Les infections étaient souvent sous-estimées comme cause de décès lors de l’utilisation des méthodes de codage traditionnelles. En considérant tous les codes liés aux infections dans les chapitres, l'étude a démontré que les infections représentaient 13 % des décès liés au DT2, une augmentation marquée par rapport aux 1,2 % enregistrés dans les catégories conventionnelles de la CIM-10. Le HR le plus élevé pour les infections a été observé dans les infections des os et des articulations (3,95), tandis que les infections des voies respiratoires inférieures, en particulier la pneumonie, ont contribué aux plus grandes différences absolues dans les taux de mortalité.

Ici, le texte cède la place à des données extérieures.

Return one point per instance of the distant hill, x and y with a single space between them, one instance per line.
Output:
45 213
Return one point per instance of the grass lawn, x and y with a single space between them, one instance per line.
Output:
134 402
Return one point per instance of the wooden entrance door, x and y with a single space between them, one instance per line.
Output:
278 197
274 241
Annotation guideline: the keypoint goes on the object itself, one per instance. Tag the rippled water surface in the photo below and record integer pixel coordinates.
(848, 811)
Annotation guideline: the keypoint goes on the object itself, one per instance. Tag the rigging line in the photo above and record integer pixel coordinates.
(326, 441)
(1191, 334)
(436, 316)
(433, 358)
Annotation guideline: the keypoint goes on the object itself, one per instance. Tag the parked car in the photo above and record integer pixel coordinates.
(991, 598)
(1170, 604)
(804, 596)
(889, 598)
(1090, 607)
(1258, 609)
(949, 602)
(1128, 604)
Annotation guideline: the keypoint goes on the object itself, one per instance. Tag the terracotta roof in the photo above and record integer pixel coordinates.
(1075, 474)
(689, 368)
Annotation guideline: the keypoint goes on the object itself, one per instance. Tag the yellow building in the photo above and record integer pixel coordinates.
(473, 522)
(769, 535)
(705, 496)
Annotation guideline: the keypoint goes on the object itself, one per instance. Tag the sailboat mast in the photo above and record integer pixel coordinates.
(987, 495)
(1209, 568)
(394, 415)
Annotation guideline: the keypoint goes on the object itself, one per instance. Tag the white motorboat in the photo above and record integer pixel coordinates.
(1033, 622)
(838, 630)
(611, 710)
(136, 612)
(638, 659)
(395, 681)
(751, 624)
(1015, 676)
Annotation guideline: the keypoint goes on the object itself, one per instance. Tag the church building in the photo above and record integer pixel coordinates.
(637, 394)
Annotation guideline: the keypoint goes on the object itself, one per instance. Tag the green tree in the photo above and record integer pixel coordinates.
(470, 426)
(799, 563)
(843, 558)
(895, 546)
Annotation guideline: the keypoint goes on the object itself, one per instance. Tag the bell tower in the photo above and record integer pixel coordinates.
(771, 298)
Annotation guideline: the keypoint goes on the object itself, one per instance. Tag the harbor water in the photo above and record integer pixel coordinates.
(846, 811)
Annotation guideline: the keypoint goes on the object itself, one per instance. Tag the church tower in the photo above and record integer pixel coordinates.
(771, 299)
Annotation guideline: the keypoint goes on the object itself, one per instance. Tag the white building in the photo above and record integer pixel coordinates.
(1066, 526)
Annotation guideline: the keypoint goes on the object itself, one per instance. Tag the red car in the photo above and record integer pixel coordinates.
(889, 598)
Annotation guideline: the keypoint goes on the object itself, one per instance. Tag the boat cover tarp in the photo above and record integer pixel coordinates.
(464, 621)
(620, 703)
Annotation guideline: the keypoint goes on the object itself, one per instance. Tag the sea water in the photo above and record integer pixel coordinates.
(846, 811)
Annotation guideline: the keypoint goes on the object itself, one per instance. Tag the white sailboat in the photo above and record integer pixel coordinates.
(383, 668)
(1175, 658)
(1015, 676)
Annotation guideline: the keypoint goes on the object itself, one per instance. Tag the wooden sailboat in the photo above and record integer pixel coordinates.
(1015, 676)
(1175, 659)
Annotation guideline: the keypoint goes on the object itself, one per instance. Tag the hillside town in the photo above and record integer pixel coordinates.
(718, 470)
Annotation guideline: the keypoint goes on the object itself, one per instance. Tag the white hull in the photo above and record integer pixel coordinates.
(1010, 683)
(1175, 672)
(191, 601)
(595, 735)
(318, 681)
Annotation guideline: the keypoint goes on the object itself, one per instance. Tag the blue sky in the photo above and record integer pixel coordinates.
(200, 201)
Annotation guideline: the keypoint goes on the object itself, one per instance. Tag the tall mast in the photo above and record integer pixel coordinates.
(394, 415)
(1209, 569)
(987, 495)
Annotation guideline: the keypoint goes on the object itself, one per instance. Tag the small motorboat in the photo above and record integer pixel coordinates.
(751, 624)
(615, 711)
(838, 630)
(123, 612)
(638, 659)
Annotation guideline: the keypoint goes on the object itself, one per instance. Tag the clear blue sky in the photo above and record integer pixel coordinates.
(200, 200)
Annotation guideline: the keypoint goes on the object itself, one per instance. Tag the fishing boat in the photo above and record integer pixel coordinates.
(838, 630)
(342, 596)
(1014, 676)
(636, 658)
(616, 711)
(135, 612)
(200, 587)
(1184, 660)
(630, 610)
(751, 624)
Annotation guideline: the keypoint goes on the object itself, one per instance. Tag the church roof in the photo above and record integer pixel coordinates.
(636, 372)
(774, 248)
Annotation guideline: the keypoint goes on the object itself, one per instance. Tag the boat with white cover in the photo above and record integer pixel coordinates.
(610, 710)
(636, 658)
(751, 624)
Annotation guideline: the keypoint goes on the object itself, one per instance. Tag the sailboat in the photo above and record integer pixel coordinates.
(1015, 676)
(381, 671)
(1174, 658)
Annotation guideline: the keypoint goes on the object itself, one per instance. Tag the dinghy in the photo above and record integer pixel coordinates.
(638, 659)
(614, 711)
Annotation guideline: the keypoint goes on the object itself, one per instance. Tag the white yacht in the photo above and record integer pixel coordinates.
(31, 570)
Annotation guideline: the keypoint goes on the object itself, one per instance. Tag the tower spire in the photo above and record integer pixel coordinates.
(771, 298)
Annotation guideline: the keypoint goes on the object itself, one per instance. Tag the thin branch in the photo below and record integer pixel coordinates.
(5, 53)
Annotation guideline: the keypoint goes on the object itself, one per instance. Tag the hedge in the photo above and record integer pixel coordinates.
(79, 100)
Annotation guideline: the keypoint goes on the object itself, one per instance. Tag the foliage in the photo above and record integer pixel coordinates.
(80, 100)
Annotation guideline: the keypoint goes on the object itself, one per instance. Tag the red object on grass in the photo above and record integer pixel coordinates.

La septicémie était souvent une cause contributive plutôt que la cause sous-jacente du décès. Parmi les décès de DT2 pour lesquels le sepsis figurait sur le certificat de décès, seulement 11 % l’avaient enregistré comme cause sous-jacente. L'inclusion de toute mention de sepsis a augmenté son HR à 2,26. Cette divergence souligne la nécessité cruciale de reconnaître le sepsis comme un contributeur important à la mortalité chez les personnes atteintes de DT2. Les personnes plus jeunes atteintes de DT2 présentaient des HR particulièrement élevés pour les infections rares, telles que les infections osseuses et articulaires (HR = 9,71) et la peau/cellulite (HR = 6,95), soulignant la vulnérabilité de cette population à des infections spécifiques.
Conclusions
Pour résumer, cette étude met en évidence le fardeau sous-estimé de la mortalité liée aux infections chez les personnes atteintes de DT2, les infections contribuant à 13 % des décès, contre 1,2 % selon les classifications traditionnelles de la CIM-10. L’étude a également révélé des disparités significatives, notamment des différences de mortalité absolue plus importantes dans les populations blanches et des risques accrus chez les personnes plus jeunes atteintes de DT2. La septicémie, souvent sous-estimée comme cause sous-jacente, y a contribué de manière significative. Les efforts de santé publique devraient donner la priorité à la prévention des infections, au diagnostic précoce et au traitement afin de réduire les décès prématurés et d’alléger les fardeaux économiques et sociétaux.